CDL training standards is one of the many major problems in the trucking industry today, which leads to a new driver leaving a truck driving career within six months.
Recent CDL school graduates face many obstacles and all too often, their chosen career does not work out as they had hoped.
For the most part, it is not their fault and the blame for “failure” falls squarely on the shoulders of the trucking companies. We are seeing a rise in one of the most deceitful practices by the truck transportation industry toward new, inexperienced drivers: the company owner operator lease agreement.
I received the following letter by mail a few days ago from a driver requesting assistance concerning this issue:
“I have been driving for nearly two years as an owner operator under my company’s lease purchase plan after they told me that this is “where the money is.” I came right out of their CDL training school and have been stuck in this lease ever since. “
“They talk you into it and tell you that’s where the money is, but they don’t tell you that when you sign up, you will pay for your training even if you work for them a year. The Government pays them and you pay them, and your loan ends up being about $7000-$8000.”
“I need to get out of here! I am only making $400-$600 per week, just like most of their company drivers and they are running between 40-50 new driver applicants through their school per week.”
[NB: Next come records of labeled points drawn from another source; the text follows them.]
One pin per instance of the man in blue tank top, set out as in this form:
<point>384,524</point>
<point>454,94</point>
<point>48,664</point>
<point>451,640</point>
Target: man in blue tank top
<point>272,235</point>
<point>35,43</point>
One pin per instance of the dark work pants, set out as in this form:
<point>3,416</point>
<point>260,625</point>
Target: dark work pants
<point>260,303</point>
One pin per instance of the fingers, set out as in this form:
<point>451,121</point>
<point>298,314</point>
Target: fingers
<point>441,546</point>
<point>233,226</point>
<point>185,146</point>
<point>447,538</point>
“I wished I had known about you two years ago, but I just recently found your site and everything you say is TRUE! This “starter company” as you call them, is a job from Hell!” Can you help me find another company to drive for where I can make some real money?”
Many times I have discussed the government subsidy programs which aid in these motor carrier practices and due to the continual hardships brought on by the 2008 recession, motor carriers are pushing harder than ever before to divert drivers from a company-driver position, into the position of an owner operator.
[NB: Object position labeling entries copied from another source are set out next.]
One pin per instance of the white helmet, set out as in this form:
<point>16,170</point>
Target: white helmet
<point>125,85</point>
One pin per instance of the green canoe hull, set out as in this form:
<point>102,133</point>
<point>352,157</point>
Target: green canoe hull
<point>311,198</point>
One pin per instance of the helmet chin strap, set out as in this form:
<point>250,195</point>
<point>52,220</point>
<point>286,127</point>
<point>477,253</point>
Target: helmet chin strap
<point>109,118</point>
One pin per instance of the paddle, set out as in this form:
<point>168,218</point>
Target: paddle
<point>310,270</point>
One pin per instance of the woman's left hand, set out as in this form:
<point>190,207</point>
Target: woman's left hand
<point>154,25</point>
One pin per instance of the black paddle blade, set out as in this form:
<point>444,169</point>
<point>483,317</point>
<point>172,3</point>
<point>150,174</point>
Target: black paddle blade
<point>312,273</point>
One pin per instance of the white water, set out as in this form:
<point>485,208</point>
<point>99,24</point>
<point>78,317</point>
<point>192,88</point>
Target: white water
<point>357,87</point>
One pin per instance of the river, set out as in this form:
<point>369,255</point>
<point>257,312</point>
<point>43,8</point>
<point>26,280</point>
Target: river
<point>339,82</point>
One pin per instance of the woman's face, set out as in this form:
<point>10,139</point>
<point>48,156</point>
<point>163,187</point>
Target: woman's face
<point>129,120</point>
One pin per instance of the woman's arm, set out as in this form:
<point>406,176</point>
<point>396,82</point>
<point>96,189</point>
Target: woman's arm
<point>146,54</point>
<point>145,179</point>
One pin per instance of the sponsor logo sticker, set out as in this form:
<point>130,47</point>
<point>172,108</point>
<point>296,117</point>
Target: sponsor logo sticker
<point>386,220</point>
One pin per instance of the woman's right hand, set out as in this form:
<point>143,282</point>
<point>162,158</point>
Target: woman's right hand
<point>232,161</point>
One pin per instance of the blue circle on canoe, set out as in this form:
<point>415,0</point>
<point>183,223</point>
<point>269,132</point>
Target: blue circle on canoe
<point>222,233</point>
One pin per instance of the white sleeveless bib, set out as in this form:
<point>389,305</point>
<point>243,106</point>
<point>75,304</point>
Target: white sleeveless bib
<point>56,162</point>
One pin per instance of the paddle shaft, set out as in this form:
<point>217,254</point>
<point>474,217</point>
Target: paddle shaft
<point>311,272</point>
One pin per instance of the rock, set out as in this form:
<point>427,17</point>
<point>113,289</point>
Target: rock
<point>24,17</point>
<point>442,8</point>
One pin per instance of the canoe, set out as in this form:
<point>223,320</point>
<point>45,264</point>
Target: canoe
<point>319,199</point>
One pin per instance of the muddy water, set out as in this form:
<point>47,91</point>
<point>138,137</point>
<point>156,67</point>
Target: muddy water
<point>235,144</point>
The largest liability for a trucking company belongs to the on-going costs and expenses of the truck: insurance, maintenance, fuel, etc. If the company can talk you into becoming a highly paid owner operator so you will pick up all of these expenses, all the better for them. Another practice that falls in line with these company owner operator lease programs, is the constant turning-over of the drivers, usually done by cutting their miles and starving them out.
The trucks used by these motor carriers for their owner operator lease purchase programs, have been paid off many times over, by former would-be owner operators who fell for their sales pitch. Although there are some trucking companies who offer a decent truck lease plan, I believe that overall, drivers should stay away from company lease programs. For the most part, they are designed for the driver to fail.
Our survey took place over a 15 month period, receiving 3,611 respondents and resulted in 72% of those responding, believing that the company owner operator lease agreement is deceitful.
It is best to retain your truck through an outside lending source and stay away from the trucking company owner operator lease plan. I recommend Lone Mountain Truck Leasing as one source for outside commercial motor vehicle financing.
As we see a rise in the desperate maneuvering by motor carriers to sway drivers into becoming an owner operator, I felt it was time to reiterate the real truth about trucking.